The amendment is necessary to implement a potential agreement that would allow the United Kingdom to request that U.S. companies provide electronic data directly to it—instead of making a request through the U.S. government.

The proposal, titled Legislation to Permit the Secure and Privacy-Protective Exchange of Electronic Data for the Purposes of Combating Serious Crime Including Terrorism, was received in the Senate. ​

U.S. REGULATIONS

Cybersecurity. President Barack Obama approved a presidential policy directive (PPD) on U.S. cyber incident coordination that codifies the policy governing the federal government’s response to significant cyber incidents.

The PPD defines a significant cyber incident as “one that either singularly or as part of a group of related incidents is likely to result in demonstrable harm to the national security interests, foreign relations, or economy of the United States or to the public confidence, civil liberties, or public health and safety of the American people.”

The PPD establishes clear principles about how the federal government will respond to a cyber incident, differentiates between significant cyber incidents, and categorizes the government’s activities into specific lines of effort, creating a lead agency for each in the event of a significant cyber incident.

Additionally, the PPD creates mechanisms to coordinate the government’s response to significant cyber incidents, such as creating a Cyber Unified Coordination Group like those used for incidents with physical effects. 

It also is designed to ensure that U.S. cyber response activities are consistent and integrated with national preparedness and incident response policies “so that our response to a cyber incident can seamlessly integrate with actions taken to address physical consequences caused by malicious cyber activity.” ​

OTHER LEGISLATION

New Orleans

Preemployment screening. New Orleans Mayor Mitch Landrieu approved legislation that makes it illegal—with few exceptions—for city contractors to use consumer credit history for hiring decisions.

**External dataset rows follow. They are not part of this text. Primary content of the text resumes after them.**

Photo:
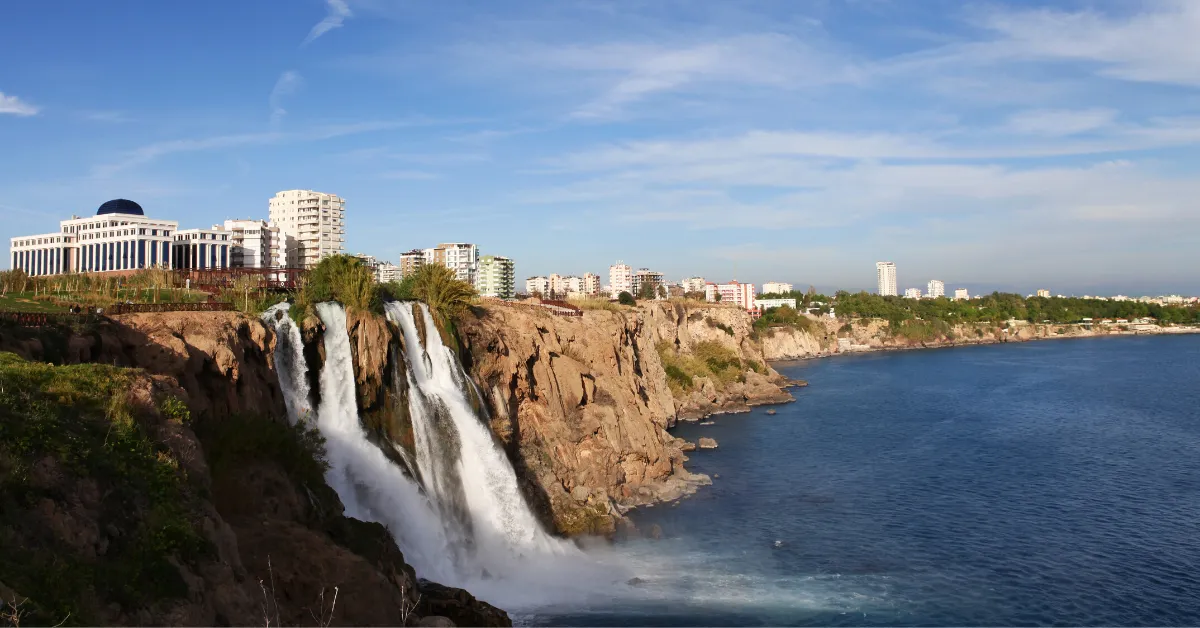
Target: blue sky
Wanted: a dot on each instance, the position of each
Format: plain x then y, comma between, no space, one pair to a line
1007,145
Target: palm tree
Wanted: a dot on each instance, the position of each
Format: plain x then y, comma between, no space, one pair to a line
439,288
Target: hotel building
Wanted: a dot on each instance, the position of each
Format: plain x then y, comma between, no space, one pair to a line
316,221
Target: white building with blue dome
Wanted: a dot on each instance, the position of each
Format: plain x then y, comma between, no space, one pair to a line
118,239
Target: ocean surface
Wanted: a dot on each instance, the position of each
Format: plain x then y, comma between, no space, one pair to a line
1050,483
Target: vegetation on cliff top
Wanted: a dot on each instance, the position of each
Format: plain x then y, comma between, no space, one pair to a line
77,454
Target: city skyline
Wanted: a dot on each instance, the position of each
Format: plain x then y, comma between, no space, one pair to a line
1017,147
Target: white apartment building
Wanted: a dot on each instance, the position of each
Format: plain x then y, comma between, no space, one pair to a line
316,221
496,276
460,257
935,288
646,276
591,283
621,279
118,238
777,287
742,294
257,244
387,271
538,286
693,285
886,276
201,250
767,304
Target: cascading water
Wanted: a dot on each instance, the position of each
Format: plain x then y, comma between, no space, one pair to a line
465,522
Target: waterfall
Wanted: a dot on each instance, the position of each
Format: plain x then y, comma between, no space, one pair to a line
463,521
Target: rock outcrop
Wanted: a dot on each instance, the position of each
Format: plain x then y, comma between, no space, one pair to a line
582,404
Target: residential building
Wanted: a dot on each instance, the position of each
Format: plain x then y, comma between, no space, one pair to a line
411,261
387,271
257,244
742,294
460,257
935,288
777,287
886,276
693,285
646,276
496,276
316,222
538,286
621,279
118,238
768,304
591,283
201,250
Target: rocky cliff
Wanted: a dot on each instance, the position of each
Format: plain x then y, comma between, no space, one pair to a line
270,536
582,404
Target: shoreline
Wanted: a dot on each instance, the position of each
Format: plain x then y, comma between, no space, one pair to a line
1173,332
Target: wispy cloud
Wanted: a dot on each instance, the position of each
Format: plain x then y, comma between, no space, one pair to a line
15,106
337,12
287,84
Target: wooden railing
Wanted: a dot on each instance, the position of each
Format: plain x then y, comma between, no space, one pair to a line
144,307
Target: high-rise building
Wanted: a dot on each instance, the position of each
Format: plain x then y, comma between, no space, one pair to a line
460,257
693,285
411,261
886,274
591,283
316,221
935,288
621,279
496,276
646,276
777,287
742,294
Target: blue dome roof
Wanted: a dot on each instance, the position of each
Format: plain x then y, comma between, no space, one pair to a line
120,205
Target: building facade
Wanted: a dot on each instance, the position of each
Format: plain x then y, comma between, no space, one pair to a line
201,250
646,276
538,286
460,257
316,222
496,276
777,287
767,304
591,283
621,279
886,277
935,288
742,294
118,238
694,285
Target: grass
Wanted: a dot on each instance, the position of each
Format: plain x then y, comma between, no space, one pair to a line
707,359
81,418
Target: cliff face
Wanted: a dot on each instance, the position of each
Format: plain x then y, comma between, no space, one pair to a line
583,404
274,533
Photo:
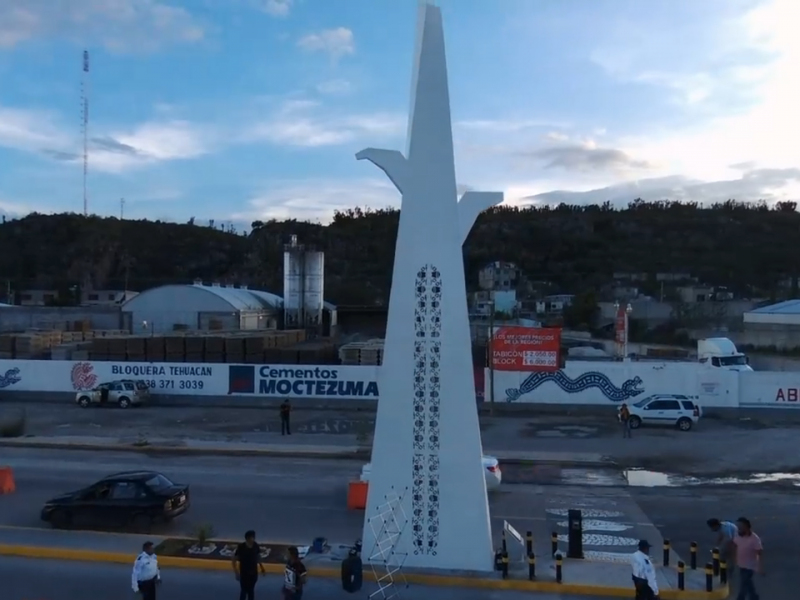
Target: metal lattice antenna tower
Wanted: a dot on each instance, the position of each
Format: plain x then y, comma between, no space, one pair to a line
85,128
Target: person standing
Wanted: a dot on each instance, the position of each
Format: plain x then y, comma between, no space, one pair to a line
246,564
749,558
286,412
644,574
294,576
726,531
625,420
146,575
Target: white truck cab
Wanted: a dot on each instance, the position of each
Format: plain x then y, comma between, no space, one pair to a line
722,353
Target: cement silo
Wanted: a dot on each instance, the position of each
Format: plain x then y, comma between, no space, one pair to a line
303,286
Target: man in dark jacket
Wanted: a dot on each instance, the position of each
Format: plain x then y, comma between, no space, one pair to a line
286,412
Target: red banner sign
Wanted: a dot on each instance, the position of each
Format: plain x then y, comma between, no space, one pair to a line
525,349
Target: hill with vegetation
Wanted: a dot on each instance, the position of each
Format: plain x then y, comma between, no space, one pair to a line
747,247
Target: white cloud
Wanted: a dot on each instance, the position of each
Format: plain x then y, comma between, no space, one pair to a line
316,200
506,126
40,132
771,185
13,209
28,129
307,123
335,86
277,8
119,25
336,43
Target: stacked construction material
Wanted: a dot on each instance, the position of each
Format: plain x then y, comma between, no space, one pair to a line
234,349
136,348
362,353
316,352
214,349
154,349
7,344
117,349
195,347
253,347
35,344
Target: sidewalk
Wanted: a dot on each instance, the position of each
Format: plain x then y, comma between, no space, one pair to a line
296,449
580,577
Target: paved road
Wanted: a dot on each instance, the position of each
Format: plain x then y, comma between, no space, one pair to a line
22,580
680,516
710,449
284,500
289,500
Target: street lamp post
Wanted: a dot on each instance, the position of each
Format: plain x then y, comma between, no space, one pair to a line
491,357
628,311
624,342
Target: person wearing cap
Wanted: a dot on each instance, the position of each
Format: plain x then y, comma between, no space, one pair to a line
146,574
644,574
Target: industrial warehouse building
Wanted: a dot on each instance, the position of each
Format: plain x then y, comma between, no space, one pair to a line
199,307
775,325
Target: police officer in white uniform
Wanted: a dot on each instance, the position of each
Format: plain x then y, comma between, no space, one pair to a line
146,575
644,574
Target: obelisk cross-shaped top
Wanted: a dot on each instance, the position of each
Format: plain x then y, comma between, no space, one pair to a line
430,133
429,109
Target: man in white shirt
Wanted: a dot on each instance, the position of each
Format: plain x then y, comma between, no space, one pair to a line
644,574
146,575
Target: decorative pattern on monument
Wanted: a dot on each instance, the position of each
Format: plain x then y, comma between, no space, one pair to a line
418,513
433,405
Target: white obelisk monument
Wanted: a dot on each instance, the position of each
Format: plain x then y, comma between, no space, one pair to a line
427,436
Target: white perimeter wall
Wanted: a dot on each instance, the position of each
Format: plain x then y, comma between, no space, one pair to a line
581,382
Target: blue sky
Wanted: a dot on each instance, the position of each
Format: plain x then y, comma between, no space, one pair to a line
253,109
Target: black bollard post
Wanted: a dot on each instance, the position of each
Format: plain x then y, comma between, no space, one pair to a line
575,535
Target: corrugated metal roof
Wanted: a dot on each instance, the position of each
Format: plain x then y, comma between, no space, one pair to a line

The Equal Access to Employment Act prohibits city contractors from seeking or using consumer credit history of current or prospective em­ployees for any decision on hir­ing, compensation, or the terms, con­ditions, or privileges of the individual’s employment. 

The act applies to all city contractors, is effective upon the exe­cution of a city contract, and covers all em­ployees who work at least 40 hours in a calendar year in New Orleans on a city contract, with some exceptions.

For instance, the act does not apply to employees with responsibility for assets worth $10,000 or more nor employees who are required to have security clearances or who have access to trade secrets or information from criminal investigations. 

The act goes into effect on December 23, 2016.